Let’s say I have a user-facing workflow written with dask, and the user needs to provide the input data, and they’re able to tweak a few settings. Should I use the dask config file for this purpose? I like the idea of all the workflow configuration, including the configuration of dask
itself (the scheduler etc), living in the same place. But on the other hand, the dask config is generally global to a system (ie it lives in ~/.config/dask/
or /etc/dask/
), and doesn’t vary per workflow, so maybe it doesn’t make sense for workflow-specific parameters to live there? Is there some other mechanism for user-facing config that should be used with dask?
@multimeric It depends. Where would you like to set these non-dask-core user configs? If the config is centralized and lives on the scheduler, it might get over-written. But if it’s not, and is different for each client, then using the same file might work. Does this make sense?
and the user needs to provide the input data
Could you please share some details about the input data?
Hmm I’m not sure what you mean. Are you asking where the config file will live, or on which machine the config will live in memory? I don’t think it needs to be on the scheduler, it just has to be accessible on the main Python process that creates the DAG (not sure what that’s called in dask terminology). Why would it get overwritten?
But if it’s not, and is different for each client, then using the same file might work.
What do you mean by client here? I want the workflow to allow for different config between different runs from the same codebase, or even different runs of different Python applications.

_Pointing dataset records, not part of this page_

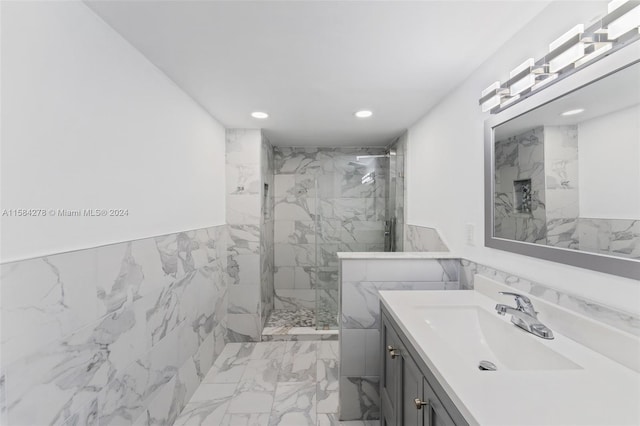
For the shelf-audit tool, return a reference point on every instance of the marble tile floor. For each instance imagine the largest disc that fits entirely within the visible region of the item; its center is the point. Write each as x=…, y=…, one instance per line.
x=283, y=383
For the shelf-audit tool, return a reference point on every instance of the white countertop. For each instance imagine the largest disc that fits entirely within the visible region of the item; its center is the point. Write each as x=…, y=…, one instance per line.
x=601, y=392
x=397, y=255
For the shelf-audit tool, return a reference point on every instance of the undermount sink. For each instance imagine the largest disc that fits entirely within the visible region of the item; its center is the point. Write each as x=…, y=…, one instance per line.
x=477, y=335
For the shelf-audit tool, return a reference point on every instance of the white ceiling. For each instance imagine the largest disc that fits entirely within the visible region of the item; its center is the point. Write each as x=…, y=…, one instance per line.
x=312, y=64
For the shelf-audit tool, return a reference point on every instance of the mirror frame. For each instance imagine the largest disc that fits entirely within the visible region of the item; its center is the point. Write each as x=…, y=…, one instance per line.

Could you please share some details about the input data?
Oh, I just mean like a URL to the location of one or more files, e.g. s3:// URLs or file:// URLs.

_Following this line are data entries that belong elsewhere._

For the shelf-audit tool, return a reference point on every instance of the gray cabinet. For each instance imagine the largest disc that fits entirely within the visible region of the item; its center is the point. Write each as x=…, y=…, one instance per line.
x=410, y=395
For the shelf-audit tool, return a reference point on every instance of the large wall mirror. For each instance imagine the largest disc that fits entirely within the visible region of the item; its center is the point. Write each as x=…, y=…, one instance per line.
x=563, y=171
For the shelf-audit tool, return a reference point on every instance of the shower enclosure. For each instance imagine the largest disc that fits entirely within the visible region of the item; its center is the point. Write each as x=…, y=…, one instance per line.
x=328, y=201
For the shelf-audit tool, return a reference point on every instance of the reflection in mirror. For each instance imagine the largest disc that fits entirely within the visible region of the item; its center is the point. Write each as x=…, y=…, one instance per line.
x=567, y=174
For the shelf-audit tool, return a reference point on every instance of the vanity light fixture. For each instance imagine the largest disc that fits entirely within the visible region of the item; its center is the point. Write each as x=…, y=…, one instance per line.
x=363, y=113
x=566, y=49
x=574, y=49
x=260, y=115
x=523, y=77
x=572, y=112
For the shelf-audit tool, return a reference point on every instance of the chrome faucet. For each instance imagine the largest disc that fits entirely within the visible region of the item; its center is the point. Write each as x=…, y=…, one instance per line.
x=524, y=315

So far I’m pretty happy with my approach. I set DASK_CONFIG=dask.yml
to allow a local config file just for the given codebase, then add a new key which is my_workflow
(not the real name, of course) at the root of the file, which I populate with custom keys. Then in code I access this using dask.config.config.get("my_workflow")
. As I mentioned, it keeps everything in the same place: both the dask execution level settings, and the custom workflow configuration.